Lynred & Umicore see better in the dark

Thermal sensing technology will protect VRUs in poor visibility - including sun glare
Detection, Monitoring & Machine Vision / September 16, 2022
By Adam Hill
Vulnerable road users thermal imaging road safety innovation © Evgeny Nekrasov |
'Protecting pedestrians in poor visibility conditions makes a strong case for thermal imaging' (© Evgeny Nekrasov |

Two companies have developed a product which they say will help to protect vulnerable road users (VRUs) where visibility is poor - such as at night, in bad weather such as fog - or even in sun glare.

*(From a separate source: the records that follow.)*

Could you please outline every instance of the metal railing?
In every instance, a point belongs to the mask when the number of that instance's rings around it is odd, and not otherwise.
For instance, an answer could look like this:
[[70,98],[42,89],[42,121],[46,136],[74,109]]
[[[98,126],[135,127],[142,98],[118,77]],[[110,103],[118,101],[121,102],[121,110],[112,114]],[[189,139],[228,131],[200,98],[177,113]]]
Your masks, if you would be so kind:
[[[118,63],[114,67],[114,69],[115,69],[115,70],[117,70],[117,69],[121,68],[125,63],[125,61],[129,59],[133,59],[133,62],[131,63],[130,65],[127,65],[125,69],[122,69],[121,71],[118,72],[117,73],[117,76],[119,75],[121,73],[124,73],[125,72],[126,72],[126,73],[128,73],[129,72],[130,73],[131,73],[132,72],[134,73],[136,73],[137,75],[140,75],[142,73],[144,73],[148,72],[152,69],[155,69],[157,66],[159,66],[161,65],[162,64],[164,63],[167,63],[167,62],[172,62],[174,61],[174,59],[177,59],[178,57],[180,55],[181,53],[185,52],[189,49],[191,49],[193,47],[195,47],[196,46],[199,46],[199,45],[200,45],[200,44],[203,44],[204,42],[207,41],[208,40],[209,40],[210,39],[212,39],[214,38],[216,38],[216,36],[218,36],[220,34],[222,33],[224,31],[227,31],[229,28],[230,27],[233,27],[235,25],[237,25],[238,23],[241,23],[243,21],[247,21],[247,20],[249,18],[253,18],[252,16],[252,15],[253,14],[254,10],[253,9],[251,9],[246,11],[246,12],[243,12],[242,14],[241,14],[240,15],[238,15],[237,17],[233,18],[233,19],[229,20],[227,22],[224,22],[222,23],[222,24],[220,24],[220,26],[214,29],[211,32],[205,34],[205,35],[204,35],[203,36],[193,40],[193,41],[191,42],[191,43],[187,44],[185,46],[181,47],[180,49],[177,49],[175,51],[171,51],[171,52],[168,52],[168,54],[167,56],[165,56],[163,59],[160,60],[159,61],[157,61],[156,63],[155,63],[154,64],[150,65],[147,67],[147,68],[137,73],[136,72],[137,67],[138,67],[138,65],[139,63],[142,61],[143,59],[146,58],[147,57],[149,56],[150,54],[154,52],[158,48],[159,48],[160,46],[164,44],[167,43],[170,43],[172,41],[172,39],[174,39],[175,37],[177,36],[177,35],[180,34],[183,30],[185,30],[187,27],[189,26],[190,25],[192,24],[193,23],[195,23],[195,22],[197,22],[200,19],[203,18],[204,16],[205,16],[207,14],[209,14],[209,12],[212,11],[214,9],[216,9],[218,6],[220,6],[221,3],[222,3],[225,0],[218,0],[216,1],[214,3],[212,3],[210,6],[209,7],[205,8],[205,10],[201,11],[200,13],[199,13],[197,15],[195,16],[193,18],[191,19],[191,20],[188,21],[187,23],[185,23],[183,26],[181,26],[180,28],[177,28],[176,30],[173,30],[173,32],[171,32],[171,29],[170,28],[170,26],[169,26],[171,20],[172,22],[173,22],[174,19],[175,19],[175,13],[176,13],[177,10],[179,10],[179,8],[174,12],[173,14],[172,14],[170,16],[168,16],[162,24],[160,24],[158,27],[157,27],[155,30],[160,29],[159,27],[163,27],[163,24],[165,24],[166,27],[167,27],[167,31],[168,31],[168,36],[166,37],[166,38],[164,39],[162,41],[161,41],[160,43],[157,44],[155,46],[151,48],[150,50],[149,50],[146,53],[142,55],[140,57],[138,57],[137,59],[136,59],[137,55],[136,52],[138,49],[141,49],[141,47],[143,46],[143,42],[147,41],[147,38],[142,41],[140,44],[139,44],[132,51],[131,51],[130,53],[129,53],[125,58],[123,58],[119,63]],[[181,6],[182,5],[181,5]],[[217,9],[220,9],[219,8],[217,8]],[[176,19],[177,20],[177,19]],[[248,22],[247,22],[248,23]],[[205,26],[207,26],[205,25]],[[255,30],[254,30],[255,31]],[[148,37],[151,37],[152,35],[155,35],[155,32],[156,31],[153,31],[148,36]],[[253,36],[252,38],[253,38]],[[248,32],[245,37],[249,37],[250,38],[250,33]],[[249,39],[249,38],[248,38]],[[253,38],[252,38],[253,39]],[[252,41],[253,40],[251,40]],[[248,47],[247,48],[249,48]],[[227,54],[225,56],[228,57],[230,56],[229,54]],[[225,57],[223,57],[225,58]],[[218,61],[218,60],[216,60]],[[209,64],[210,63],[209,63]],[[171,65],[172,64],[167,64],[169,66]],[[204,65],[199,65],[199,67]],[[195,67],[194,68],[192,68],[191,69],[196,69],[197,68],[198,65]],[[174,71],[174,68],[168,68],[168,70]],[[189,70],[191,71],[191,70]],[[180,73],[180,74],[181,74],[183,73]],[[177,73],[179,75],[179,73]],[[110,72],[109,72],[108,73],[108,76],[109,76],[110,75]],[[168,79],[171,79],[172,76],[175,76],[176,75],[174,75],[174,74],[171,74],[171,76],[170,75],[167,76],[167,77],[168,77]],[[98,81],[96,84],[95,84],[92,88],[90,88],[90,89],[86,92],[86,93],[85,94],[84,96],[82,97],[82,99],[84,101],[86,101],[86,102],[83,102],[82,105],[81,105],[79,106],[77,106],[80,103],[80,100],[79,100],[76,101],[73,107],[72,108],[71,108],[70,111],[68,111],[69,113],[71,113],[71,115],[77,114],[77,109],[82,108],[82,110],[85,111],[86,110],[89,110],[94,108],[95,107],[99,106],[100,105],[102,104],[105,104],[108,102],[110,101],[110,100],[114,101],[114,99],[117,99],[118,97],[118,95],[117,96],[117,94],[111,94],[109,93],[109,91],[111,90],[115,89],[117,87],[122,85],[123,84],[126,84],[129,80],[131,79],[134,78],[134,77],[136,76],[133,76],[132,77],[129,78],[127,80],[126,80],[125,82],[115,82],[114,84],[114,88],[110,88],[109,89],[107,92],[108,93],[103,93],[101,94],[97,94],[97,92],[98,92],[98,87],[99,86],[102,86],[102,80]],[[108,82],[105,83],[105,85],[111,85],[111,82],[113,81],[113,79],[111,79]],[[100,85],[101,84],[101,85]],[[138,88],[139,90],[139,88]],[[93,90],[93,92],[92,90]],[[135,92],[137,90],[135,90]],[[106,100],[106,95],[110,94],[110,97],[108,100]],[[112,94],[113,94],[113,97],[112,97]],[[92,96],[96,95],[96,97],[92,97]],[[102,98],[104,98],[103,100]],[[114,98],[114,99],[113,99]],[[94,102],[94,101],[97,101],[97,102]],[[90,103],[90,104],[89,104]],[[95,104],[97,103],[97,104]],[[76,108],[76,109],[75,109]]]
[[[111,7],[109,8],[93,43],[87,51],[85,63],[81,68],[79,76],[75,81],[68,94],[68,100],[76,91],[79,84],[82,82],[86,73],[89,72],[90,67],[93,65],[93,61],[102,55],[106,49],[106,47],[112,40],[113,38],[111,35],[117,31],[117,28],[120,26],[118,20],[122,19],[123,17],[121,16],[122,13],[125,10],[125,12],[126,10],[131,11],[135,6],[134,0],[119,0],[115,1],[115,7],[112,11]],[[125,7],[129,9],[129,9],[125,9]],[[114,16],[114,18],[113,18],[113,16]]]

Infrared detector specialist Lynred and tech firm Umicore say their next-generation thermal sensing technology will 'drastically improve' the performance of PAEB (pedestrian autonomous emergency braking) in vehicles when there are adverse lighting conditions.

They say more than half of the 1.3 million people killed in road traffic crashes each year are VRUs, "with roughly 75% of these fatalities occurring where visibility is poor". 
“Protecting pedestrians in poor visibility conditions makes a strong case for thermal imaging, which is well-established for being efficient in the majority of degraded visibility scenarios as it can detect and identify objects at greater distances and with more accuracy,” said Sebastien Tinnes, global market leader at Lynred.

He says the companies' project has linked together sensors and optics, "the two most critical parts of a thermal sensing system", and therefore optimises the capabilities and performance of next-generation PAEB systems.
A visible camera, along with a low-beam headlight, can detect at a distance of only 20-30m, thermal sensing can detect objects as far as 150-300m - and the firms say thermal sensing can also classify a living being (cyclist or deer, for example) from 100m-200m, depending on the sensor resolution (QVGA or VGA, respectively).

The thermal sensing technology for the new PAEB systems consists of a new 8.5µm pixel pitch microbolometer designed by Lynred and Umicore’s wafer-level lens technologies, and received funding under the European Heliaus project.

The solution - which the companies say provides "additional information vital for autonomous driving" - will be installed in a car equipped, internally and externally, with thermal cameras.